Skip site navigation (1)Skip section navigation (2)
Date:      Tue, 12 Feb 2008 15:59:13 +0200
From:      Andriy Gapon <avg@icyb.net.ua>
To:        Bruce Evans <brde@optusnet.com.au>
Cc:        freebsd-fs@freebsd.org, freebsd-hackers@freebsd.org, Poul-Henning Kamp <phk@phk.freebsd.dk>, Pav Lucistnik <pav@freebsd.org>, Bruce Evans <bde@zeta.org.au>
Subject:   Re: fs/udf: vm pages "overlap" while reading large dir
Message-ID:  <47B1A631.1000504@icyb.net.ua>
In-Reply-To: <20080212234018.O92415@delplex.bde.org>
References:  <4299.1202816854@critter.freebsd.dk> <20080212234018.O92415@delplex.bde.org>

next in thread | previous in thread | raw e-mail | index | archive | help
on 12/02/2008 15:11 Bruce Evans said the following:
> On Tue, 12 Feb 2008, Poul-Henning Kamp wrote:
> 
>> In message <47B181F2.2070808@icyb.net.ua>, Andriy Gapon writes:
>>
>>> 2.3. this code passes to bread blkno that is calculated as 4*sector,
>>> where sector is a number of a physical 2048-byte sector. [**]
>>> [**] - I think that this is a requirement of buffcache system, because
>>> internally it performs many calculations that seem to assume that block
>>> size is always 512.
>> Yes, the buf-cache works in 512 bytes units throughout.
> 
> I missed the dbtob() conversions in vfs_bio.c when I replied previously
> So blkno cannot be a cookie; it must be for a 512-block.  So how did
> the cases where bsize != DEV_BSIZE in getblk() ever work?

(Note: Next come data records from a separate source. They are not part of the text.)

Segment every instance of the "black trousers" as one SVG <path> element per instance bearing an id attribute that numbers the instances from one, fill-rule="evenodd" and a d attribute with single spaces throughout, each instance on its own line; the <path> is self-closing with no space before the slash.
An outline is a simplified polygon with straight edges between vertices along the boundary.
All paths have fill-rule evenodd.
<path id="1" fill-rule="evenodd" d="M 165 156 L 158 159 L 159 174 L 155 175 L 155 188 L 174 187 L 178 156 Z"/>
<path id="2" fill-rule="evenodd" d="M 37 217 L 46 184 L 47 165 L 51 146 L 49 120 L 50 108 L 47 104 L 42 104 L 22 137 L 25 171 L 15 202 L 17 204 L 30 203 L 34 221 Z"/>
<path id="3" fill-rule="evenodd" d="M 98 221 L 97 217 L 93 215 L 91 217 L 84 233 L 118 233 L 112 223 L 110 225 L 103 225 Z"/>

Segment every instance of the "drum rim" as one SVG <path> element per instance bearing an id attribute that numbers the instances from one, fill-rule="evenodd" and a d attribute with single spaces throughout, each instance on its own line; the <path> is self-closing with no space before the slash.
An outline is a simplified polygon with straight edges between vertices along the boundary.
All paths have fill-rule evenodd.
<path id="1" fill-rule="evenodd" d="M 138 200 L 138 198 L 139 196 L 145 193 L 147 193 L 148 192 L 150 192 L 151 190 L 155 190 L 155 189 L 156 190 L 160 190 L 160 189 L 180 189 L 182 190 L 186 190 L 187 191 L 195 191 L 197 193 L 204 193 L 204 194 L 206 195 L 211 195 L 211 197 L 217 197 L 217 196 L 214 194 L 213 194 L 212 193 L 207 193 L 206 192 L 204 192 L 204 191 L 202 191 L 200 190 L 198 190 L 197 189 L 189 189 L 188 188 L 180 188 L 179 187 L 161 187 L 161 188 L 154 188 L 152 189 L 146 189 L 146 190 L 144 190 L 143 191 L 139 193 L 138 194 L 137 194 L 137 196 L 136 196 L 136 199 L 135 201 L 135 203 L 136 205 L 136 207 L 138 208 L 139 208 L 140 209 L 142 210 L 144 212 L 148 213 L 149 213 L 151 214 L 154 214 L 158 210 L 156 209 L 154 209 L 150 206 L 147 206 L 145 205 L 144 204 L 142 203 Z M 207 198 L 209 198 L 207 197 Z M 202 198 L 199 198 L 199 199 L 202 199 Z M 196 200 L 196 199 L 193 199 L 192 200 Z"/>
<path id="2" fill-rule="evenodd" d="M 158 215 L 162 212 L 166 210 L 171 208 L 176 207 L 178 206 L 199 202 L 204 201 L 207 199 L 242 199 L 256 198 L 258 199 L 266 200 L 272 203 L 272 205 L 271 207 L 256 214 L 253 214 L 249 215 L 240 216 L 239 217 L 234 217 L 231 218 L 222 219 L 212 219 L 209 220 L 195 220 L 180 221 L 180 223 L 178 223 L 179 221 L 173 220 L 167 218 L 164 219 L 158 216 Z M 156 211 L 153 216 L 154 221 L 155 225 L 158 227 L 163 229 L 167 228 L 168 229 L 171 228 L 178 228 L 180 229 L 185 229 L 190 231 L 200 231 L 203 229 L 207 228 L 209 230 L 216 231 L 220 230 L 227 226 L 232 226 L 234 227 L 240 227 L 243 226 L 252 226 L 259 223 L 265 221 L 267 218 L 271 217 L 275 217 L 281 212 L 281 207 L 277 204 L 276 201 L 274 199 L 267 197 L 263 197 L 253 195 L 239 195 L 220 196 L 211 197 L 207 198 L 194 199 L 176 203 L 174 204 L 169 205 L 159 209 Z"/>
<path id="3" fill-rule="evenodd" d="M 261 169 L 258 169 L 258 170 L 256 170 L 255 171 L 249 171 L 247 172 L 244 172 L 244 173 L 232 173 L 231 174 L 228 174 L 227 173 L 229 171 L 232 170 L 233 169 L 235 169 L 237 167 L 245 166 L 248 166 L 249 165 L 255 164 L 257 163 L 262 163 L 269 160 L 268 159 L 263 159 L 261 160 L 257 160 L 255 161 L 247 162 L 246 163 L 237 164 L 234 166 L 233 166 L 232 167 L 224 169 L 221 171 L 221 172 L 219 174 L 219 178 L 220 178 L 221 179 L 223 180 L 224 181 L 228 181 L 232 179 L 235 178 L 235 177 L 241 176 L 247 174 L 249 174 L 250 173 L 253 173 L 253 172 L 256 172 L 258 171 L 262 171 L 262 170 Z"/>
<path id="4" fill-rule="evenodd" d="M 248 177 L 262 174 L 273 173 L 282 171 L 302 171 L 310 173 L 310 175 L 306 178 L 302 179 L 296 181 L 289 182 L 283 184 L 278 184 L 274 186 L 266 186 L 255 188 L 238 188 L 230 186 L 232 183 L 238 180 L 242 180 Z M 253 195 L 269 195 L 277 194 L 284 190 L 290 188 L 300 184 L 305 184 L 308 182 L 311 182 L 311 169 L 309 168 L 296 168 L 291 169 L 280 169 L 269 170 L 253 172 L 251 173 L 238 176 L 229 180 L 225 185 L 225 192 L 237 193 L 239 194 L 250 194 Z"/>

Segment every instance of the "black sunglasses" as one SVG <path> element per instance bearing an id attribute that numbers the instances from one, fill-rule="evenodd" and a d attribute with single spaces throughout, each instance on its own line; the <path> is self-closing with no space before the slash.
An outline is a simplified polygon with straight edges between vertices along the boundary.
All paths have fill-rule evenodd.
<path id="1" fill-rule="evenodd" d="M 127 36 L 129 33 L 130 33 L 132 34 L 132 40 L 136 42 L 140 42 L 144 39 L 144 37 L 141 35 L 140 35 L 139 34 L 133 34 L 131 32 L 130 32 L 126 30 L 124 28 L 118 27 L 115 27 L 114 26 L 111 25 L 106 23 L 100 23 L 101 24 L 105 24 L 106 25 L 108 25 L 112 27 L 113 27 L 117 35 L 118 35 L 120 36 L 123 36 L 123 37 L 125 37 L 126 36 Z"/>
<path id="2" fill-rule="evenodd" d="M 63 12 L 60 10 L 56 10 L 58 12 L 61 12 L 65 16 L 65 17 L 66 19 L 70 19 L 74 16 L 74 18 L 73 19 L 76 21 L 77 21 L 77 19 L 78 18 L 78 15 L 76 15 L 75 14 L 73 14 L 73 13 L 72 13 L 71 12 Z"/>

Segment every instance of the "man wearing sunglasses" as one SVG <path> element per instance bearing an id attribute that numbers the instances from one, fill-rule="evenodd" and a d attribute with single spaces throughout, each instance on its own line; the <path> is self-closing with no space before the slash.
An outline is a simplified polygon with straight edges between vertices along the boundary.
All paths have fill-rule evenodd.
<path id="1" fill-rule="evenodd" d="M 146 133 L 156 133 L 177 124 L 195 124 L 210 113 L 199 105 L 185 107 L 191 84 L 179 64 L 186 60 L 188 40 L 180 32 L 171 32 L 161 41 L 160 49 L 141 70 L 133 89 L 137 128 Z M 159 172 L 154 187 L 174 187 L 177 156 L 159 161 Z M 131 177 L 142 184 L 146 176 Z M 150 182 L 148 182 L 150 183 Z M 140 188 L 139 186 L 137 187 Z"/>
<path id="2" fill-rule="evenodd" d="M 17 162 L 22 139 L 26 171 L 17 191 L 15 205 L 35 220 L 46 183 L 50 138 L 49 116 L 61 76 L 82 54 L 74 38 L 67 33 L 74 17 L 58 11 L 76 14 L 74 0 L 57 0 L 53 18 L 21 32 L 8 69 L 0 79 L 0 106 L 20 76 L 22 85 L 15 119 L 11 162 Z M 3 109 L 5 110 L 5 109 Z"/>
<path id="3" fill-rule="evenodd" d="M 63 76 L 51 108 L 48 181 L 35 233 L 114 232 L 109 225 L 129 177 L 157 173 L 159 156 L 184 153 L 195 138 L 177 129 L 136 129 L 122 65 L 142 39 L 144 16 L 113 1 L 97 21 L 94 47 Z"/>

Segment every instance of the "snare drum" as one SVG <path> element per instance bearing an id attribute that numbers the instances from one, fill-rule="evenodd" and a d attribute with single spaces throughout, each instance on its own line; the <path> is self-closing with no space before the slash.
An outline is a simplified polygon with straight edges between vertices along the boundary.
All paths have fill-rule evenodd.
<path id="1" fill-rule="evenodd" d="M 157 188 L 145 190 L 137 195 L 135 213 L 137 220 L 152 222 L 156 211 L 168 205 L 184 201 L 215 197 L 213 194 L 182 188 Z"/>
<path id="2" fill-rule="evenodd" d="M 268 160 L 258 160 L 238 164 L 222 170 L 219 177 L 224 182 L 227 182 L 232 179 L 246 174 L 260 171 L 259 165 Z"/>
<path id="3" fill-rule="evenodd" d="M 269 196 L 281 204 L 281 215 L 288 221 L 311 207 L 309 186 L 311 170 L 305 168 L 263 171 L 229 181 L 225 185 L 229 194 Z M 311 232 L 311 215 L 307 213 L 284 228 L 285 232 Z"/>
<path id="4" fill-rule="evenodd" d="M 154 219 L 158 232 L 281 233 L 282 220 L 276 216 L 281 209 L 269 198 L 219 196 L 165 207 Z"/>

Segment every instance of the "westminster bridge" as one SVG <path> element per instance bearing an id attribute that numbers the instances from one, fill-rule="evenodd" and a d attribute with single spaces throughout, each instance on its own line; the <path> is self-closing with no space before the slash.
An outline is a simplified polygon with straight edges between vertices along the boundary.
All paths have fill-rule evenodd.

It seems that this is because specific VOP_STRATEGY and/or BO_STRATEGY
kicked in and did the right thing, see below.

>>> 3.1. for a fresh buf getlbk would assign the following:
>>> bsize = bo->bo_bsize;
>>> offset = blkno * bsize;
>> That's clearly wrong.
> 
> If units were always 512-blocks, then anything except bsize = DEV_BSIZE
> would be clearly wrong.  Things aren't that simple (but probably should
> be).  Even RELENG_3 has bsize = f_iosize (possibly != 512) for non-disks.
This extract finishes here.